ABOUT

About



I am Steve Overthrow a traditional Sieve & Riddle maker (Sievewright), making tools by hand in the time honoured way from my small home workshop in Langport, Somerset.


In June 2017, just about to be made redundant I read about this crafts extinction on the first edition of the Heritage Crafts Red List of Endangered Crafts. The last makers were operating under relatively new ownership until 2013 when they unexpectedly closed, and just like that the craft was gone.


I was looking for a new project, having just got a job back in the 'modern world' following the best part of a decade working with vintage cars and I thought that I would need something with historical links to keep my brain awake and interested. Gardening is my hobby and I said to myself, I could do with a good Sieve and it's really gone on from there.


In early 2018, after seven or so months of research, trial and error I finally made my first Sieve. There is no known
literature and very few pictures covering this craft like with so many others so progress was slow. Pictures from a few folk that had visited the previous makers were gradually sent to me so that I could use them to help piece bits together. The practices, all custom made tooling to actually make the Sieves and Riddles all had to be worked out at this point.


By a stroke of luck following Heritage Crafts sharing the picture of my Sieve on social media the sister of retired Sieve & Riddle Maker Mike Turnock saw the picture, and was then able to put us in touch. I received a huge amount of advice and guidance from Mike formerly of Hill & Sons in Derbyshire, he was so gracious and generous with his time and all the information I needed to know to get Riddle making and with that in September of 2018, having watched Mike make a Riddle earlier that afternoon I made my first Riddle.


So I had made one of each tool, but now was the time where I had to put in the work to make something acceptable for folk to use and to find suppliers that would deal with little old me ordering small amounts. Timber yards thought I had landed from the moon when I asked about could they supply straight grain, knot free wood and all but one could not help me. When usable supplies ran thin there I found myself again without a wood supplier, and then by another stroke of luck one found me. This was the winter of 18/19 and I still work with the same mill now.


With everything in place and people starting to ask for tools, the business was established in March 2019.


Each tool is made by one pair of hands from start to finish under one roof, from cutting the wood into strips, steam bending those strips into hoops and then either fitting a pre woven mesh (Sieve) or weaving a mesh by hand (Riddle), wire by wire.
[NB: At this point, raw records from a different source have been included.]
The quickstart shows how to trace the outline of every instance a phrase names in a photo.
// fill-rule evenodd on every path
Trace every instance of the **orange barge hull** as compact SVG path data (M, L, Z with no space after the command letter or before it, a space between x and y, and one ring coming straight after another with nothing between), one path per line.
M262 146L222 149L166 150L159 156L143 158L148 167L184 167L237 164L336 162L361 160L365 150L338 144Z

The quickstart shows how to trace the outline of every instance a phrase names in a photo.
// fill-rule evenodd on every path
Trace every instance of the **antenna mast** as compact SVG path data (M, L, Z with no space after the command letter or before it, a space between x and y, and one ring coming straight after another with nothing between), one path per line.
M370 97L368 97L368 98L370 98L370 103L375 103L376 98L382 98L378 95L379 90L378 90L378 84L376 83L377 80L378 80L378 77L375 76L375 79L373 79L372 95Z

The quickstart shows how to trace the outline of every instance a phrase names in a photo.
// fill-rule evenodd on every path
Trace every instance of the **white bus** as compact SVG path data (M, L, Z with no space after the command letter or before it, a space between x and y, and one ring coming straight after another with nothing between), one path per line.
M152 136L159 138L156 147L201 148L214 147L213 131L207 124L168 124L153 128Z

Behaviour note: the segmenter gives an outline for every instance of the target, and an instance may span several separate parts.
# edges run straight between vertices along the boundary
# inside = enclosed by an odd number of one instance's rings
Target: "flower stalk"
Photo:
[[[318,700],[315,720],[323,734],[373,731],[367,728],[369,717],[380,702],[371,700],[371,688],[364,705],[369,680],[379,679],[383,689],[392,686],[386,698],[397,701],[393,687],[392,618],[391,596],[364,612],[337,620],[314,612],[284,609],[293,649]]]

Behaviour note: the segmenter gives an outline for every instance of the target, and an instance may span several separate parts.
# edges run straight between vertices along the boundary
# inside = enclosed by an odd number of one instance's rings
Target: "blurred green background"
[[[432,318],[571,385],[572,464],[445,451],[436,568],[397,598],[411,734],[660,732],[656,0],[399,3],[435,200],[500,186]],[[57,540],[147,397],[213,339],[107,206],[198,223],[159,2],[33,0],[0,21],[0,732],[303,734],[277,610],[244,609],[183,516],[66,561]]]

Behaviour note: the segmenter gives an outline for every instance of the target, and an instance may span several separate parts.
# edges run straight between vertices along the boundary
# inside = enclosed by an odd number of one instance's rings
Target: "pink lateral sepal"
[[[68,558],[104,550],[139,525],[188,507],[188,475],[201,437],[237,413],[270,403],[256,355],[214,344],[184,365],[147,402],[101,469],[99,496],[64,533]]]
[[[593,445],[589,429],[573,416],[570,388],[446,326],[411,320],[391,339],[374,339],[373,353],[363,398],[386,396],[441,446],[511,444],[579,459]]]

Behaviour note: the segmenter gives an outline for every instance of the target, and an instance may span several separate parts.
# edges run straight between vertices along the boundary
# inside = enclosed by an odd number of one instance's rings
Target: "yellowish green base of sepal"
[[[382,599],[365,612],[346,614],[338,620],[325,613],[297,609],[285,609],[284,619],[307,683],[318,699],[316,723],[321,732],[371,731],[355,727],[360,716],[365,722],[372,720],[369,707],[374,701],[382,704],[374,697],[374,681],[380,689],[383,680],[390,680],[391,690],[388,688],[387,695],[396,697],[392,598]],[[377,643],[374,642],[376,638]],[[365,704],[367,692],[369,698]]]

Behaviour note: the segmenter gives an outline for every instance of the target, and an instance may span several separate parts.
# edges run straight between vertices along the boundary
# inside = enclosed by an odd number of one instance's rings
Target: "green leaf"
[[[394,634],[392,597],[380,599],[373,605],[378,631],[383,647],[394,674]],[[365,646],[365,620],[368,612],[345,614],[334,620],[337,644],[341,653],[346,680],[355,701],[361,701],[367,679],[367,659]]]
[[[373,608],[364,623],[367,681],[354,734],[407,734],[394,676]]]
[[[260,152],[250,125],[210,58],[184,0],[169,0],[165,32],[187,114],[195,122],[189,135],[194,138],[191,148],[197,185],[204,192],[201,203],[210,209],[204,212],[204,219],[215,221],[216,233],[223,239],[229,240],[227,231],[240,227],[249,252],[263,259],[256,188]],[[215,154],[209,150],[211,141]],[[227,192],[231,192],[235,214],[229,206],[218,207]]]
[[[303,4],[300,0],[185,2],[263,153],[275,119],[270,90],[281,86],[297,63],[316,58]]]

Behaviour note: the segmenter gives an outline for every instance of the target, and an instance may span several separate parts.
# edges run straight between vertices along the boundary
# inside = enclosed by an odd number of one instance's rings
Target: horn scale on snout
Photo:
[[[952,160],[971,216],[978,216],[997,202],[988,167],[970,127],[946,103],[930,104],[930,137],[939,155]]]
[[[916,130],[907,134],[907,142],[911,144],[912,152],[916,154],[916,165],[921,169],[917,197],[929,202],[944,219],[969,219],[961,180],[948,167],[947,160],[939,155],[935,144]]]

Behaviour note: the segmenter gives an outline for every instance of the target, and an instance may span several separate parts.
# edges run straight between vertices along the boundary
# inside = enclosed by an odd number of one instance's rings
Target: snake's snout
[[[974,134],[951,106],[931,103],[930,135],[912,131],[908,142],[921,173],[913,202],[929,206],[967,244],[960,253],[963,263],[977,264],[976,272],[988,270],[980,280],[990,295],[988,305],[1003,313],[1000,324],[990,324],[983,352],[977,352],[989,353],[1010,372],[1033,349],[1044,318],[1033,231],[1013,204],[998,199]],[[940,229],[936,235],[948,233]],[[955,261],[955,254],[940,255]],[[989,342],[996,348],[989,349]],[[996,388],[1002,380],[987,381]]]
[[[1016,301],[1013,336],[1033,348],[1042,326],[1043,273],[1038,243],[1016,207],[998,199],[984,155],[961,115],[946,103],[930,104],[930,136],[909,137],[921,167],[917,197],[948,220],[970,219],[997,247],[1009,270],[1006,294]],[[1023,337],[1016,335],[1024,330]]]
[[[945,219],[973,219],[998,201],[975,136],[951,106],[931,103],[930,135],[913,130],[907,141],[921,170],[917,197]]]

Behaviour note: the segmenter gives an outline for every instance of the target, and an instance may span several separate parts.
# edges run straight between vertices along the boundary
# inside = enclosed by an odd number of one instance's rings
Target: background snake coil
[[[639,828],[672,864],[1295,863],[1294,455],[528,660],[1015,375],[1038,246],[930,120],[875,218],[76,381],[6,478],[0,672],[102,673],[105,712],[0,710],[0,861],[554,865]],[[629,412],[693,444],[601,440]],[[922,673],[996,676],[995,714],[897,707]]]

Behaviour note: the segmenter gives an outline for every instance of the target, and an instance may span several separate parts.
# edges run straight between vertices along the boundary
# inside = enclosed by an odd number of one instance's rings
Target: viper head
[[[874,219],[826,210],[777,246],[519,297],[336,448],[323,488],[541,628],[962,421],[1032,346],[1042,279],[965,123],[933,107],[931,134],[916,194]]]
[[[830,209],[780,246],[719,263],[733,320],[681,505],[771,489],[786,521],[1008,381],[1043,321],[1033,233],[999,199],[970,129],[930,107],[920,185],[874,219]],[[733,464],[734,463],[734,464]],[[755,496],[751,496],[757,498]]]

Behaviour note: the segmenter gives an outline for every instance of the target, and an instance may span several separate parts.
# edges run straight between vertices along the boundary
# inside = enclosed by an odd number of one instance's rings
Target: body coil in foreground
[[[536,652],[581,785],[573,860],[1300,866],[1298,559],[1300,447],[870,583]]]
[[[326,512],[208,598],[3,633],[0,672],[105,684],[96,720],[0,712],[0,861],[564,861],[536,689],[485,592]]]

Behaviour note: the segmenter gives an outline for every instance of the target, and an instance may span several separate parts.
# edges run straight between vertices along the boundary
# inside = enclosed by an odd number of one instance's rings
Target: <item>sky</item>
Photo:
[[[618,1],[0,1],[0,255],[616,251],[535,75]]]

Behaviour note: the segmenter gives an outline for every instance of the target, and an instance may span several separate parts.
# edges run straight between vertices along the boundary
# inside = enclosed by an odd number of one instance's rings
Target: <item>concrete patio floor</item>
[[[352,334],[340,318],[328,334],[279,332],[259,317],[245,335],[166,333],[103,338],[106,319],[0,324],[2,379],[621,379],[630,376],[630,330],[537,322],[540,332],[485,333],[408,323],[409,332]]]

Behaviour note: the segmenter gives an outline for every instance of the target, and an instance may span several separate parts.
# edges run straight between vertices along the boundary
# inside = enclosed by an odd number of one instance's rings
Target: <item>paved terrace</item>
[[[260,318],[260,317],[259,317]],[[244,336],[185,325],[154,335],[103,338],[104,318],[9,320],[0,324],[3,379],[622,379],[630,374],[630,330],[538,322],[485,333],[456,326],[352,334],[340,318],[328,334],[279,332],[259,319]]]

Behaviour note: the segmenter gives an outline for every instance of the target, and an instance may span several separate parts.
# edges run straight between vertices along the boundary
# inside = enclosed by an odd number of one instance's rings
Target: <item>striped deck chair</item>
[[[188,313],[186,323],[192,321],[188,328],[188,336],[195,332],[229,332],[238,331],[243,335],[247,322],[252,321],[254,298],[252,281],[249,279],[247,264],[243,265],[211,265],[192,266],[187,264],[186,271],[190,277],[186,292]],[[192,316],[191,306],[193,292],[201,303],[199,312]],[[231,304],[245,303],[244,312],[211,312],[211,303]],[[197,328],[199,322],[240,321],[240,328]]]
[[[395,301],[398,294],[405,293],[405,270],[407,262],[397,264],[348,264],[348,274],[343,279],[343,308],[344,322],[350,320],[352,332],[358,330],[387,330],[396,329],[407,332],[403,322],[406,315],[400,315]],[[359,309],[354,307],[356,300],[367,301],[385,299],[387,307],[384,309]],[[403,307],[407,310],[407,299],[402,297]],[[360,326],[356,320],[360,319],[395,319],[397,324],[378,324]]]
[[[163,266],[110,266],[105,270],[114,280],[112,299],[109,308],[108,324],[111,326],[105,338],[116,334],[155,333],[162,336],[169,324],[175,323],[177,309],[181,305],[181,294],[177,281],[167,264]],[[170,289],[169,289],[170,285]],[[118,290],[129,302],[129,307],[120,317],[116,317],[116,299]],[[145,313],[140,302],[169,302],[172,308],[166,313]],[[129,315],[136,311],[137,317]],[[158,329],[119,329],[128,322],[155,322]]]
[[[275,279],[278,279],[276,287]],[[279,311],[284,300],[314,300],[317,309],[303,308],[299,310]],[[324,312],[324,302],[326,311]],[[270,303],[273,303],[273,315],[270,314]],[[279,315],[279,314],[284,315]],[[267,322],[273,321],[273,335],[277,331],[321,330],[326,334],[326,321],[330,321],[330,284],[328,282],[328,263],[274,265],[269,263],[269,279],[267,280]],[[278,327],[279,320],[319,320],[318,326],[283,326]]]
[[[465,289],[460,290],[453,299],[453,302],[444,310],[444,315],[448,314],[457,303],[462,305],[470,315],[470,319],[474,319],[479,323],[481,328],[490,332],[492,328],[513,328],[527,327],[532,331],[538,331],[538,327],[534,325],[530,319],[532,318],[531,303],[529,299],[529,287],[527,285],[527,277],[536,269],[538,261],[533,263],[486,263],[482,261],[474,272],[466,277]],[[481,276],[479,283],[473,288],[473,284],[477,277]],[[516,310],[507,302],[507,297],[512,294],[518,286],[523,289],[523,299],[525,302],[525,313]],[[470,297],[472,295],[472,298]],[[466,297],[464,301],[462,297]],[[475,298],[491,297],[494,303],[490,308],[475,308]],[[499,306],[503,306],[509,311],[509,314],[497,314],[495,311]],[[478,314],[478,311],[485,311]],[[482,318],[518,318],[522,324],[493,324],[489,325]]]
Rugged and simple in their design, I make these tools with practicality and longevity in mind. Most of my tools are backed by a 15 year guarantee.


I have supplied many tool to all sorts of folk from the humble gardener, baker, shell fisherman, national gardens and nurseries, forges, food manufacturers, coffee and pasta makers, textile workers, fruit pressers and more.


Proudly a cottage industry, keeping small and working slow is allowing me to pay serious attention to each tool that I do.  I make up to 300 tools per year, mainly on a made to order basis with a short waiting list.